In 1855 Chief Joseph's father, Old Joseph, signed a treaty with the U.S. that allowed his people to retain much of their traditional lands. In 1863 another treaty was created that severely reduced the amount of land, but Old Joseph maintained that this second treaty was never agreed to by his people.
A showdown over the second "non-treaty" came after Chief Joseph assumed his role as Chief in 1877. After months of fighting and forced marches, many of the Nez Perce were sent to a reservation in what is now Oklahoma, where many died from malaria and starvation.
Chief Joseph tried every possible appeal to the federal authorities to return the Nez Perce to the land of their ancestors. In 1885, he was sent along with many of his band to a reservation in Washington where, according to the reservation doctor, he later died of a broken heart.
Quotes from Chief Joseph:
I have carried a heavy load on my back ever since I was a boy. I realized then that we could not hold our own with the white men. We were like deer. They were like grizzly bears. We had small country. Their country was large. We were contented to let things remain as the Great Spirit Chief made them. They were not, and would change the rivers and mountains if they did not suit them.
I am tired of fighting.... from where the sun now stands, I will fight no more.
Our fathers gave us many laws, which they had learned from their fathers. These laws were good. They told us to treat all people as they treated us; that we should never be the first to break a bargain; that is was a disgrace to tell a lie; that we should speak only the truth; that it was a shame for one man to take another's wife or his property without paying for it.
Suppose a white man should come to me and say, "Joseph, I like your horses. I want to buy them."
I say to him, "No, my horses suit me; I will not sell them."
If the white man wants to live in peace with the Indian, he can live in peace. Treat all men alike. Give them a chance to live and grow.
All men were made brothers. The earth is the mother of all people, and all people should have equal rights upon it. You might as well expect the rivers to run backward as that any man who was born free should be contented when penned up and denied liberty to go where he pleases.
If you tie a horse to a stake, do you expect him to grow fat?

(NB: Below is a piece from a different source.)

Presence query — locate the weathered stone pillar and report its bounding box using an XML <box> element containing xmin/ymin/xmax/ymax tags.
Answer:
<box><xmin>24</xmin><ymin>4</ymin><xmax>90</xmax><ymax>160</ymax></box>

If you pen an Indian up on a small spot of earth, and compel him to stay there, he will not be contented, nor will he grow and prosper.
The earth and myself are of one mind.
We were taught to believe that the Great Spirit sees and hears everything, and that he never forgets, that hereafter he will give every man a spirit home according to his deserts; If he has been a good man, he will have a good home; if he has been a bad man, he will have a bad home.
This I believe, and all my people believe the same.
Good words do not last long unless they amount to something. Words do not pay for my dead people. They do not pay for my country, now overrun by white men. They do not protect my father’s grave. They do not pay for all my horses and cattle.
Good words cannot give me back my children. Good words will not give my people good health and stop them from dying. Good words will not get my people a home where they can live in peace and take care of themselves.
I am tired of talk that comes to nothing It makes my heart sick when I remember all the good words and all the broken promises. There has been too much talking by men who had no right to talk.
It does not require many words to speak the truth.
We do not want churches because they will teach us to quarrel about God, as the Catholics and Protestants do. We do not want that.
I believe much trouble and blood would be saved if we opened our hearts more. I will tell you in my way how the Indian sees things. The white man has more words to tell you how they look to him, but is does not require many words to seek the truth.
Too many misinterpretations have been made... too many misunderstandings...
The Great Spirit Chief who rules above all will smile upon this land... and this time the Indian race is waiting and praying.